The 3rd Minnesota Light Artillery Battery was mustered in at Fort Snelling, Minnesota, between February 2 and May 1, 1863, and was made up of enlisted men of the 6th, 7th, 8th, 9th, and 10th Minnesota Volunteer Infantry Regiments. It participated in Sibley's Expedition against hostile Indians in Dakota Territory from June 16 until September 12, 1863.
In this campaign the battery saw actions at Big Hills, Dakota Territory on July 24, at Dead Buffalo Lake, Dakota Territory on July 26, and at Stony Lake, Dakota Territory on July 28. It was then on the Missouri River from July 29–30. The 4th Section moved as escort to General Ramsey, U.S. Commissioner, from Sauk Centre to Fort Abercrombie to a treaty with Chippewa Indians at Red Lake River Crossing, then was stationed at Fort Ripley until May, 1864.

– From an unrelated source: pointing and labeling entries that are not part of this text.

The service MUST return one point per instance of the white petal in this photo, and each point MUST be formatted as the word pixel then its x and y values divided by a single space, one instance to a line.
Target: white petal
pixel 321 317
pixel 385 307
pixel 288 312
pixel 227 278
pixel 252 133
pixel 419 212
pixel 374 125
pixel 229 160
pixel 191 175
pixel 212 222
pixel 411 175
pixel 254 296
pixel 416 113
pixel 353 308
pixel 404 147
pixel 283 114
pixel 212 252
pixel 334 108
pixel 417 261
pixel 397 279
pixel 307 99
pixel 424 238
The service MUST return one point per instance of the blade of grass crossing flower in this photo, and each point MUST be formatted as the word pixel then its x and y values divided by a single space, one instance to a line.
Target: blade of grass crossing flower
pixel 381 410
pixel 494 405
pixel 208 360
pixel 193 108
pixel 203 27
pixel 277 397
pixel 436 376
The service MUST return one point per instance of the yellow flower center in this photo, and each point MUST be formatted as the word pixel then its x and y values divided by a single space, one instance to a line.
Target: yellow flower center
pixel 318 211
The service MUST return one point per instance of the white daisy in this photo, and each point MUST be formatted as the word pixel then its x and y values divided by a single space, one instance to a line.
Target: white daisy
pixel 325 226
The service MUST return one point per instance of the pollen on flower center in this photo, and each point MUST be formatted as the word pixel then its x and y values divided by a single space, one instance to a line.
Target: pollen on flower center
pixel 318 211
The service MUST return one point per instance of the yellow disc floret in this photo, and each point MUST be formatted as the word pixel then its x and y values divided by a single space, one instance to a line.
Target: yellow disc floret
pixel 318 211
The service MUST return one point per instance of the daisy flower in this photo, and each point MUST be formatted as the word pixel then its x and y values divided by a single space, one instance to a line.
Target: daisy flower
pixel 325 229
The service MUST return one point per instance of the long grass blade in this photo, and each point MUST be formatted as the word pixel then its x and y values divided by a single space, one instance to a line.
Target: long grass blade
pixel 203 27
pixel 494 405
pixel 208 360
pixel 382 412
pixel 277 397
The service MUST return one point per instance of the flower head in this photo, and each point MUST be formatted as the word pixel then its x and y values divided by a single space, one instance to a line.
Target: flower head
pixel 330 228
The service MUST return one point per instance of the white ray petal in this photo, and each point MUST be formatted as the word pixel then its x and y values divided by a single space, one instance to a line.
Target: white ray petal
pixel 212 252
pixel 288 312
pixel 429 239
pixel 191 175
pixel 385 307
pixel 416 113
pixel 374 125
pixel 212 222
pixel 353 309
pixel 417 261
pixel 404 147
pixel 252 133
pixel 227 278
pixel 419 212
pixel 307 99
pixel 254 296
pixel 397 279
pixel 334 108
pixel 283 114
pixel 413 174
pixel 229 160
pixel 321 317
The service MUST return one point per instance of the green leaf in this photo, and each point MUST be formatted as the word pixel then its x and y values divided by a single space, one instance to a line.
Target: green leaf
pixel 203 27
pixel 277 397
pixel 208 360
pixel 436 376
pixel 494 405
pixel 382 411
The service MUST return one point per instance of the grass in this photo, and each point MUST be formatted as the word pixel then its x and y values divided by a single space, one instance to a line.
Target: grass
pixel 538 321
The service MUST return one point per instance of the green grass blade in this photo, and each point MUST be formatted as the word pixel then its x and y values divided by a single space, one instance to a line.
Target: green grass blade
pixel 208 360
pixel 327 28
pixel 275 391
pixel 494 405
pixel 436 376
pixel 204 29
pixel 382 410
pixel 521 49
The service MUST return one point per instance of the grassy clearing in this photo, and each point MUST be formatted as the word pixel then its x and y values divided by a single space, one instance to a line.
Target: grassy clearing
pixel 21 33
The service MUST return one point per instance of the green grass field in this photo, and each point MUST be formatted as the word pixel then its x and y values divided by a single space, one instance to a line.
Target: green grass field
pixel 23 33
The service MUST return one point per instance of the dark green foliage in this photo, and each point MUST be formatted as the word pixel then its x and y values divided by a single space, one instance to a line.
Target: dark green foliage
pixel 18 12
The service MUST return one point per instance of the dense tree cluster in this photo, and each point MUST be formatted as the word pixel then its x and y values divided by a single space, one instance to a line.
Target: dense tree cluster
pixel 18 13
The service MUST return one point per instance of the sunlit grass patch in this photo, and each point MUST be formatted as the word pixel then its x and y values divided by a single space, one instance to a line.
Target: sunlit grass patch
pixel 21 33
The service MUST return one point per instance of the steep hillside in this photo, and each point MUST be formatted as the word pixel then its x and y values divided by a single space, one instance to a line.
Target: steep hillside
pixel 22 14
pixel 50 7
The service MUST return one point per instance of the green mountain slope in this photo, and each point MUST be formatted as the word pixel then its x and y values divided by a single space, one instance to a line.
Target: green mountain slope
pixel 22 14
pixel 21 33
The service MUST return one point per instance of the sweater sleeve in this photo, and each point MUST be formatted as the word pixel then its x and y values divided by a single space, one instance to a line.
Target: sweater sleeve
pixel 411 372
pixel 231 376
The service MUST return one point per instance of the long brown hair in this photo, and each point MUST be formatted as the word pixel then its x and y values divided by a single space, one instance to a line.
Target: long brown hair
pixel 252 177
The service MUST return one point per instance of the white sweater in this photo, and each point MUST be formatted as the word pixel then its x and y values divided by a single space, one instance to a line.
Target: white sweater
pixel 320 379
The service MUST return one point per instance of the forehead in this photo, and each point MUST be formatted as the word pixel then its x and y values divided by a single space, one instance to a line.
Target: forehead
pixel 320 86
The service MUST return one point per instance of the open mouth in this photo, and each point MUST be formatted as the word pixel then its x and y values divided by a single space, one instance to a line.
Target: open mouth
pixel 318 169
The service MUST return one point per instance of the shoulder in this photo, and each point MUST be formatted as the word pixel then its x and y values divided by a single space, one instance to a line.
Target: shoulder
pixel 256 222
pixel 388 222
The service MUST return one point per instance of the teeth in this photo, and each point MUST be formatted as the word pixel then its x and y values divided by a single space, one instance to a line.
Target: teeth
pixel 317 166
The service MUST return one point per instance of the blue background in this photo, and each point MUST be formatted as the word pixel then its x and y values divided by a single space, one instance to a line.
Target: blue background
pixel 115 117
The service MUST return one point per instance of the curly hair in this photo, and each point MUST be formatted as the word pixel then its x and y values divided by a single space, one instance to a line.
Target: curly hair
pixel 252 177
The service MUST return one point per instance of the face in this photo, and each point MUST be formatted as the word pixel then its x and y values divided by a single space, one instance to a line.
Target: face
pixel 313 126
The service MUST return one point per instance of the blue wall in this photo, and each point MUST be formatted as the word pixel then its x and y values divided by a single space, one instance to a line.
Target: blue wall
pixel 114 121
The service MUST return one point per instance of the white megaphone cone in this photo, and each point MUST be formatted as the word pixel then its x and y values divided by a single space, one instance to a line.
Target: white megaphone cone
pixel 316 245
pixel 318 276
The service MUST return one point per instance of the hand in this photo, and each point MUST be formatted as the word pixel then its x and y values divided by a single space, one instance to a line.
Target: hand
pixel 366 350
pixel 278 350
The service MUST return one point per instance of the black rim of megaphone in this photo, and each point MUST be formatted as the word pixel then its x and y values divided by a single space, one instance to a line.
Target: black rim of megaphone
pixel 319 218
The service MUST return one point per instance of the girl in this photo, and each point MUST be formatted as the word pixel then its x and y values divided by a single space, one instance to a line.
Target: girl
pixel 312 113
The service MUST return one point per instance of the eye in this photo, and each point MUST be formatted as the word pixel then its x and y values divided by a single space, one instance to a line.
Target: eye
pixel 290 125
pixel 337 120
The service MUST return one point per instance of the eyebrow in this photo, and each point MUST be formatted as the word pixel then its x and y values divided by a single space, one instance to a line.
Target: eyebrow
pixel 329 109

The 2nd Section served at Pembina, Dakota Territory from October 1863, until May 1864. The 3rd Section stationed at Fort Ridgely until May 1864, and the 1st Section was at Fort Snelling until May 1864. The battery then participated in Brigadier General Alfred Sully's Northwestern Indian Expedition against "hostile" Sioux west of the Missouri River between June 4 and November 10, 1864. The battalion marched to Fort Sully from June 4–15, 1864, and pursued Indians into the Badlands from July 19–28. It participated in the Battle of Tah Kah A Kuty or Killdeer Mountain, Dakota Territory on July 28, 1864, and after that action it marched to Fort Rice, Dakota Territory from June 28 to July 7, 1864.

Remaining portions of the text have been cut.